Book of Justice 1: Genocide Express by Jack Arnett

Book of Justice 1
Genocide Express 
by Jack Arnett (Mike McQuay)
1989 Bantam

William Lambert is William Justice, CEO of Lambert International and ruler of his own island nation Haven. After a man dies in his UN office, he takes his entourage to Uganda and involves himself in a civil war. Gaddafi is trying to reinstall Idi Amin as ruler, using biological weapons developed in a cola plant.

Justice fulfills a white savior prophecy of Mama Alice, the spiritual leader of an opposing tribe, and leads a charge to destroy the factory, releasing the biological agent that kills the defending army.

Not great on action - a handful of scenes of Justice's crew running from soldiers before the final raid, for which Justice is naked throughout - but some interesting elements.
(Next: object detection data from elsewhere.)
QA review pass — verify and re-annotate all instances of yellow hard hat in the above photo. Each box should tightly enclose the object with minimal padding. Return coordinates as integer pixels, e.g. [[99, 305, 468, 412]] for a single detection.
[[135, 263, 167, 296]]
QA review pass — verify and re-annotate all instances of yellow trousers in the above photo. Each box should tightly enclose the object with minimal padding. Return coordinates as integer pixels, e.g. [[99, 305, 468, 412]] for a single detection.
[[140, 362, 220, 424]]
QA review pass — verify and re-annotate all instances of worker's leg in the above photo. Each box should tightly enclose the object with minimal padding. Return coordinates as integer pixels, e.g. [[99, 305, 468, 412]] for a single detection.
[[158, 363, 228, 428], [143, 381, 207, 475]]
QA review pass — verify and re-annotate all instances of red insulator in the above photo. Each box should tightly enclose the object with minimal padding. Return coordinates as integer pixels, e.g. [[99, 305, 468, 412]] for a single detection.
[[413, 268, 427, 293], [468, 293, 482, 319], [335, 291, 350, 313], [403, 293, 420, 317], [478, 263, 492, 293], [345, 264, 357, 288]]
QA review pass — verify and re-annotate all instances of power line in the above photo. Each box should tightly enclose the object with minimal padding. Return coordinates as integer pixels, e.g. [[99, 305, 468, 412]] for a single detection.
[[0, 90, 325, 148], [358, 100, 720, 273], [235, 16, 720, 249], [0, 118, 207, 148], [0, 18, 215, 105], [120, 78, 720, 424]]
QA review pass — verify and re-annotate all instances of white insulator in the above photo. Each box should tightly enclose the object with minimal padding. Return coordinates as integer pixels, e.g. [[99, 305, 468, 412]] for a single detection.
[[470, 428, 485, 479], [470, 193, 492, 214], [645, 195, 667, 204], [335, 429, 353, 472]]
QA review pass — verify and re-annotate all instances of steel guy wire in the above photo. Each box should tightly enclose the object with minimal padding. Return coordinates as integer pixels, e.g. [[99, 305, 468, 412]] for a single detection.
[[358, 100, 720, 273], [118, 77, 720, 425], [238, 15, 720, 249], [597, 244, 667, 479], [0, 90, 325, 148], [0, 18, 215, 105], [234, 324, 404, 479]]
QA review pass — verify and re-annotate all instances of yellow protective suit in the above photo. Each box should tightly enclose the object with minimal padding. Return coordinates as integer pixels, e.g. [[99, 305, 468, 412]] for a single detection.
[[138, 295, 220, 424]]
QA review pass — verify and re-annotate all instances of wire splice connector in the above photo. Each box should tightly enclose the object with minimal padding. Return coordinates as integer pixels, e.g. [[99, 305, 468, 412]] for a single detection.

In the fake bio in the back for McQuay's pseudonym, it states this book is "the bulk of his message to the world".

McQuay is slow dripping Justice's background, which would be great if I intended to read the other books. His family was killed, and sometime after that he created Lambert International, a company that does business. LI liberates an island from the French and starts its own country of Haven. Justice rules as CEO, and citizens are also shareholders and employees. This maps out to either Libertarianism or Communism. Other than standing against injustice and wanting corporations to rule everything, we don't get much more of Justice's politics.

Probably best to read Justice as a lunatic wreaking havoc wherever he goes, not so great at traditional heroics. He leads hundreds of unarmed tribesmen to their death as a distraction (if that), kills 10,000 soldiers who probably aren't involved with the biowarfare, all to maintain power for Museveni, who is technically an improvement over Amin.